The prediction accuracy rates obtained with the three machine learning approaches are promising because they are higher than 90 %. Again, and for the same reasons, antitumor class gives lower rates. However, the mispredicted cases in antitumor class (see Table 3) are not really incorrect. This is because these cases are predicted as antibiotic and toxin classes and as we mentioned above, in Norine, NRPs that are antitumors can also be antibiotics and toxins. This finding is also supported by the number of common monomers between antitumor, antibiotic and toxin classes (Table 4). We plan to study the data sets within each class and across classes to improve the predictions. For example, isolated peptides can be removed from the classes.

Table 3 Confusion matrix for different prediction models
Table 4 Percentages of common and specific monomers

In order to assess the true predictivity of any model it is necessary to have an independent data set (evaluation data set) against which the model predictions can be compared. The evaluation data sets are different from the training data sets used to build the model. This approach makes it possible for users to judge the robustness and predictivity of the model when making predictions. Therefore, we predict the activity of 5 peptides that are not yet included in Norine (see Table 5) and built an exhaustive evaluation set with 232 peptides that are in Norine but not in the initial data set as they have at least two known activities. The data sets and predictions obtained with LibLinear method are presented in Tables 5 and 6. The correct activity, described in source papers, is predicted for 4 out of the 5 new peptides. Orfamide A is an antibiotic predicted as toxin, but crosses between antibiotic and toxin predictions are also observed in our initial data set. The results obtained for the evaluation set are promising as we predict correctly one of the activities for 83 % among the 237 tested peptides. This rate is similar to the one found with the cross-validation done with the initial data set, even if the activities represented in this set are challenging because they are the ones with the higher rate of crossing (antibiotic, antitumor and toxin). The prediction results for the evaluation data set clearly show the usefulness and robustness of our approach.
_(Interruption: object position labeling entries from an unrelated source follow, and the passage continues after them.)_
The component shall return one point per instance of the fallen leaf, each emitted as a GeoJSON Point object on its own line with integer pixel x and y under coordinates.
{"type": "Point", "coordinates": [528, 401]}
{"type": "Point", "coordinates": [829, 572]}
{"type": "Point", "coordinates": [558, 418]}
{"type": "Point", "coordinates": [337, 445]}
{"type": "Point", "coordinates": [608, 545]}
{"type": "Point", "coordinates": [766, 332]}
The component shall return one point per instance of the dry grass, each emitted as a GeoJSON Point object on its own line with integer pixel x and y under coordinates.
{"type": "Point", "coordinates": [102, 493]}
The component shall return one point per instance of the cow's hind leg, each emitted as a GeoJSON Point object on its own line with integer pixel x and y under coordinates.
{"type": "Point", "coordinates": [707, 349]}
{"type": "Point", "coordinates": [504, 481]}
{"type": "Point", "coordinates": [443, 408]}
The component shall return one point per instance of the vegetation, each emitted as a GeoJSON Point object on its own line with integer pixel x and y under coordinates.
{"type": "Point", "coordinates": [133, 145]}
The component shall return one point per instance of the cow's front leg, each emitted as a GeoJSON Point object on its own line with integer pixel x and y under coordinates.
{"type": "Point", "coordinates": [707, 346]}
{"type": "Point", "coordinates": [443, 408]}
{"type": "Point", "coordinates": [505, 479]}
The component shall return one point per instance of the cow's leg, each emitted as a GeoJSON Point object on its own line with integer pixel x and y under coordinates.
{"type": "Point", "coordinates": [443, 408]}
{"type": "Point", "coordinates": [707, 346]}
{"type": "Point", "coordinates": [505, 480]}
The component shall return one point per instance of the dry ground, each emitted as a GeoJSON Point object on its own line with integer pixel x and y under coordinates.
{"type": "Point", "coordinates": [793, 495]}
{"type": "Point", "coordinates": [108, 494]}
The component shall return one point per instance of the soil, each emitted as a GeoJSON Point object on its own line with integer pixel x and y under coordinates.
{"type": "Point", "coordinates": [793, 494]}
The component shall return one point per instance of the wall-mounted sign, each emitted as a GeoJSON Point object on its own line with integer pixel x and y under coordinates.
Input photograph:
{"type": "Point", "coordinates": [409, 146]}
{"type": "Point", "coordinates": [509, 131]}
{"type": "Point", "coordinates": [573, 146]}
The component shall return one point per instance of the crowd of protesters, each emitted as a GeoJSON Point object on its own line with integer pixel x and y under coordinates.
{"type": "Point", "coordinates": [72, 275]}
Table 5 Description and results for peptides that are not in Norine
Table 6 Results for evaluation data set extracted from Norine

To improve the results in both similarity search and activity prediction, we will work on the fingerprints. On one hand, determining clusters of monomers will reduce the numbers of elements in the fingerprints and increase the common elements between peptides. On the other hand, adding of structure information such as monomer neighborhood will increase the number of elements in the fingerprints and improve the discrimination between two NRPs with similar monomer compositions but different structures.

The results obtained show that monomer composition fingerprint provides an interesting alternative to the widely used atomic fingerprints for similarity-based searching and biological activity prediction of nonribosomal peptides. However, beside the good performance of MCFP, it is efficient compared to any other representation approach, since dealing with fingerprint calculation is faster and conduct at minimal computational cost.

Conclusion

In this paper, we present a new peptide fingerprint (MCFP) based on monomer composition of NRPs. Experiments with the Norine NRPs database, clearly show the usefulness and effectiveness of MCFP for similarity-based searching and biological activity prediction of nonribosomal peptides.